Mitolojik çağlarda, buralardaki dağlarda, Tanrı Taurus ve Tanrıçaları yaşarmış. Tanrı Taurus'un Side adında çok sevdiği bir kızı varmış. İlkbahar geldiğinde, kız, Manavgat (Manua) nehrinin boyunca gezip oynamaya, nehrin Su perileriyle (nymphe) şarkılar söyleyip, dans etmeye bayılırmış.

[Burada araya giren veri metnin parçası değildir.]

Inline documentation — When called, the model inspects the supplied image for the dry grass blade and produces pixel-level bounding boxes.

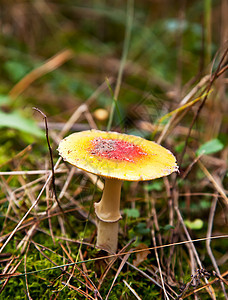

Bir gün, yine dağlardan aşağılara inip, nehir kenarında Su Perileriyle buluşmuş, el ele, kol kola denize kadar ulaşmışlar. Dönüş yolunda şarkılar söyleyip, danslar ederek nehir boyunca ilerlerken, Side güneşte pırıl pırıl parlayan çiçekleri ve yaprakları olan bir ağaç görmüş. Çiçekleri o kadar hoşuna gitmiş ki, ağaçtan küçük bir dal koparmaktan kendini alamamış… Dalın koptuğu yerden kan gibi kırmızı bir sıvı akmaya başlamış… Ve çok geçmeden ağacın altına yayılmış... Side'nin ayakları toprağa yapışmış, olduğu yerde kalmış... Su Perilerinin yardımı da hiçbir işe yaramamış… Güneş kavuşurken, Su Perilerinin korkulu bakışları arasında Side, bir anda, dalını kopardığı ağacın şeklini almış.
Tanrı Taurus, durumu öğrenince çok üzülmüş ve halkıyla beraber Nehir kenarına inmiş, su Perilerinin yardımıyla Side'yi bulmuş, ağacı koklayıp öpmüş ve etrafındakilere dönerek: "Bundan sonra, benim sevgili kızım Side artık yok! Ama kendi canıyla, kanıyla oluşturduğu bu ağaç var. Çocuklarınız bundan böyle, Side’mde eğlensin, yalnız kalmasın diye gölgesinde oynayacak, her sonbahar geldiğinde, içlerinde yüzlerce Side taşıyan meyvesinden yararlanacak ve Side sonsuza dek yaşayacaktır!" demiş.Bu ağacın şimdiki adı "NAR" dır.